叫び声をあげて、激しく苦しむゴースン。胸の紋様がひび割れ、ゴースンの体は今にも破裂しそうであった。そして、「さらば」と告げたあと金砂地の太刀が三回四回とまばゆく発光して、大魔王ゴースンの体は大音響と共に砕け散った。ゴースンの体内で、ライオン丸は自爆したのだ。

大音響と共に起こった大爆発は、獅子丸を探す沙織と小助がいるこの丘からも見えた。たなびく黒煙と散乱している破片を、呆然として見つめる沙織と小助。それはゴースンの最期に間違いなく、同時に獅子丸の最期でもあった。獅子丸の名を叫ぶ、沙織と小助。小助は肩を落として、沙織の胸で泣き叫んだ。

『お姉ちゃん・・・獅子丸兄ちゃん、死んじゃった!』

涙がとめども無く流れる沙織の目に、ふと見上げた大空を天馬ヒカリ丸の形をした雲が空高く昇っていくのが見えた。

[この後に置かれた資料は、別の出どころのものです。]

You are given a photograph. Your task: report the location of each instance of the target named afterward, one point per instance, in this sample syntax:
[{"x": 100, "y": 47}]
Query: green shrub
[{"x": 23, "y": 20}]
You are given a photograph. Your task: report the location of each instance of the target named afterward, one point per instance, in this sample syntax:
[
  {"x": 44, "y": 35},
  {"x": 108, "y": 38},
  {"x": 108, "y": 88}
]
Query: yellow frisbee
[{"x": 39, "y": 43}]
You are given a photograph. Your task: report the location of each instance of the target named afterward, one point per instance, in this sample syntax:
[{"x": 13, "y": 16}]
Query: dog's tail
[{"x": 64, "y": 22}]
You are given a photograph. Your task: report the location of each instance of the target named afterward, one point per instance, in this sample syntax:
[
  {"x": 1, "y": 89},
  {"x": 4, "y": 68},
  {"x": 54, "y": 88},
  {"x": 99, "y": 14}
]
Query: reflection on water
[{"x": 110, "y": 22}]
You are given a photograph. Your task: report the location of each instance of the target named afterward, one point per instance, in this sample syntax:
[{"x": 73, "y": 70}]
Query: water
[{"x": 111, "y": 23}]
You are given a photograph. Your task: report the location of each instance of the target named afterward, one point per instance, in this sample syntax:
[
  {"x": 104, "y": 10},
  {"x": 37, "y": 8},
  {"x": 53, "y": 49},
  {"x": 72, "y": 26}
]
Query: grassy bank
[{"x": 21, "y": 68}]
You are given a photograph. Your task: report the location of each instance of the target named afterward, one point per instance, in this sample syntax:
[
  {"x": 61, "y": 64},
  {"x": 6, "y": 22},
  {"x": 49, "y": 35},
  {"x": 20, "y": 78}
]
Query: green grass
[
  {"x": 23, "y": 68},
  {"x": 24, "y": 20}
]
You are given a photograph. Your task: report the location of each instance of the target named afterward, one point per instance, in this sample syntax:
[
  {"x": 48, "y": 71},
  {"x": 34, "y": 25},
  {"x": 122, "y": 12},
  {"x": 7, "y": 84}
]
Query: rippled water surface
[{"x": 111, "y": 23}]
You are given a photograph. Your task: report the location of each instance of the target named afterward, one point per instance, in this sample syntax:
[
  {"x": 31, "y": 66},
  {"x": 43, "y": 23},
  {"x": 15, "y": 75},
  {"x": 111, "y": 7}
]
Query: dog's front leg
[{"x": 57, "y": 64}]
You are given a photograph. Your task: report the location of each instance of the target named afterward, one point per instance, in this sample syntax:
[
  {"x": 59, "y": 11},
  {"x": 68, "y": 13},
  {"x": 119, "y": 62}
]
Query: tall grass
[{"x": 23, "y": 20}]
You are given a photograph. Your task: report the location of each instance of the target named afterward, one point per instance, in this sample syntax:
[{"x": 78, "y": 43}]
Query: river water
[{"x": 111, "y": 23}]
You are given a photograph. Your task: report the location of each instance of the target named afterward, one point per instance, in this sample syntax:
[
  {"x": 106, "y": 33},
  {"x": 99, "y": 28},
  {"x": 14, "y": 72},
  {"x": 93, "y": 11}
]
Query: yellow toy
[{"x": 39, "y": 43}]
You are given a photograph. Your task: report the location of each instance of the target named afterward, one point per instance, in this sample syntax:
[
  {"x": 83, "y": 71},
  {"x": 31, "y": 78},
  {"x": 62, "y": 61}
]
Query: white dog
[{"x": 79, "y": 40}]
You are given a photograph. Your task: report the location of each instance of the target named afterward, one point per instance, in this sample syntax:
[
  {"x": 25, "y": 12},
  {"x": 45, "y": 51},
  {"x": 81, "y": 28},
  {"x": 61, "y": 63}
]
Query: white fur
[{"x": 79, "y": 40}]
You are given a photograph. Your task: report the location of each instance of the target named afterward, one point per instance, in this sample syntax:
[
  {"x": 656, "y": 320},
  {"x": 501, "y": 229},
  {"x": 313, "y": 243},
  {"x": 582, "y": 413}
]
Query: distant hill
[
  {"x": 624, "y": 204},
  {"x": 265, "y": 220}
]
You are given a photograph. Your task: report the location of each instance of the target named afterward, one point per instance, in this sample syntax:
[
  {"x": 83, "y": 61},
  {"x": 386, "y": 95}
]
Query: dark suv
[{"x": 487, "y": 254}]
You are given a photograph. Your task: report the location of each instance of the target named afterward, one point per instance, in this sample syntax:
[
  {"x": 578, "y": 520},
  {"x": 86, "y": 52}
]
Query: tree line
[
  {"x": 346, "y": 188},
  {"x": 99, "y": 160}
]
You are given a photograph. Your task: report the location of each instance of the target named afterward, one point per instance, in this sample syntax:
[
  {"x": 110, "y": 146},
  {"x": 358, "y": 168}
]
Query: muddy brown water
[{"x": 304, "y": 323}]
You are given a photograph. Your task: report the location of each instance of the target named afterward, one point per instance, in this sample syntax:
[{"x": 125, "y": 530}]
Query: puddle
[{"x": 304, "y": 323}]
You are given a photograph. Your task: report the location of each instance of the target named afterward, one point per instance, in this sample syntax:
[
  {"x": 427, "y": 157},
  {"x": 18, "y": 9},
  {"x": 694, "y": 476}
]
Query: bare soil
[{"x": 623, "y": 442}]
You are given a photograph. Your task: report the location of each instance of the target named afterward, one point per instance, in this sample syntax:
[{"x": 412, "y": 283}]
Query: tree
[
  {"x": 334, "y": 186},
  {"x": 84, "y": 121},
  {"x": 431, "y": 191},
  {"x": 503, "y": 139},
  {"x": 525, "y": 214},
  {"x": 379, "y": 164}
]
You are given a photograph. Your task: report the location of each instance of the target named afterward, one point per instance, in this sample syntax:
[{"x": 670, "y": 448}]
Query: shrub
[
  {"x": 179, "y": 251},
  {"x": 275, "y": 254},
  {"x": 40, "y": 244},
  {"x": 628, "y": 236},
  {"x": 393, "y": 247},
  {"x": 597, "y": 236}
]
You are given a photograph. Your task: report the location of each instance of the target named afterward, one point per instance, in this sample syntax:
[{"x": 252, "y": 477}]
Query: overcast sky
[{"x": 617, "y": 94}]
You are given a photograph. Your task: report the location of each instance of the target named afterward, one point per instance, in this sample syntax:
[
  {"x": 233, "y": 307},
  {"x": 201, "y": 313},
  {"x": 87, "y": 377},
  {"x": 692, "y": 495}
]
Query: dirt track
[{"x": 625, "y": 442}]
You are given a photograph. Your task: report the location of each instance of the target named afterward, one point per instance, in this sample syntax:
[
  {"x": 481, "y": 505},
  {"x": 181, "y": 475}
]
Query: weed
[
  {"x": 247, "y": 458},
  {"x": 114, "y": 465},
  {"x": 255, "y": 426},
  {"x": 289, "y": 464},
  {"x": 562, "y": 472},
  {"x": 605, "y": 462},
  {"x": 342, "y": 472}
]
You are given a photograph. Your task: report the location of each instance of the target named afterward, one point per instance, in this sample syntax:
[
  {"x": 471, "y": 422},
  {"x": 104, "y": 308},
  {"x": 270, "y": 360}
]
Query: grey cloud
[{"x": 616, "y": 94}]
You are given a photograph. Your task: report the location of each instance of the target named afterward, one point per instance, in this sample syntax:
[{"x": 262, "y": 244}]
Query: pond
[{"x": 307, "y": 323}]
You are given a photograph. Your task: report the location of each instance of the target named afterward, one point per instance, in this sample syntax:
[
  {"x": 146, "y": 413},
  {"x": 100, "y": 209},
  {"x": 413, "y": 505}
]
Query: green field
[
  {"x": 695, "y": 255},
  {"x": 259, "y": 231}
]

『小助ちゃん。獅子丸さん、空へ返って行ったのよ・・・』
『うん。お師匠様の所へ行ったんだね・・・』

(ナレーション;恐るべき悪の化身・大魔王ゴースンを完全に葬り、獅子丸はヒカリ丸と一緒に、今大空へ返っていく。沙織と小助は飛騨へ帰り、その胸にいつまでも獅子丸は生きていた)

(完)


★★★★★★★★★★★★
お読みいただき、ありがとうございました。